The PYMNTS team caught up with experts in the payments field to ask them their views on industry trends, predictions for the coming year and what their ideal payments system looks like.
Paul Thomalla, Managing Director EMEA & SVP for ACI Worldwide, spoke to us about trends in payments, how those trends will evolve over the next five years and how payments standards are still regionalized and not viewed at on a global level — at least in 2015.
Below are excerpts from our conversation.
PT: I think the themes are easy. The challenges are quite regional-specific. The themes are immediate or real-time payments … blockchain — everyone is talking about blockchain, whether they understand it or not. And the third one is about APIs and trying to get the glue together. I think they are the key areas in 2015.
Generally, what people forget is: The reason that so many people have gone to immediate payments has very little to do with the business case, per se, of the bank right now. It’s generally about regulating because it’s good for the country or good for the region, and there’s a lot of rationale for taking all of the costs out.
In the U.S., it’s more about a commercial free spirit … which I don’t think needs swift change. Therefore, around the world you see a digital have and a digital have not.
I don’t think you’re going to get [an international] standardization anytime soon, so banks will want to move more quickly in regions. And then technology will glue it all together, and I think people will move quickly.
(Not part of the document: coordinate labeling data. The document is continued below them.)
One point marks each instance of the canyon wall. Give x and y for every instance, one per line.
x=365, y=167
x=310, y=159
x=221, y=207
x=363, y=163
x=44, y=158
In 2020 … I think you’ll see immediate payments just about everywhere in the world. I think by then you will not see the silos that we have. Right now, we have cash, debit, credit, ACH [etc.]. You’ve got to believe by 2020 people will be saying “why? All I’m doing is moving value from A to B. Why do I need all these silos?” They will all [move] to immediate rails and that will save the banks fortunes. It will save the retailers fortunes.
Right now payments is so old-fashioned we think of it as a thing in its own right. Whereas in 2020, we’ll probably not think about payments per se, it will be invisible. … If you think about payments as sort of like a loyalty program, I think that’s more the way it’s going to feel. There won’t be a conscious act. … It will be transparent. We won’t see it. And I think from a retailer’s point of view, or a service provider’s point of view, that will be a good thing.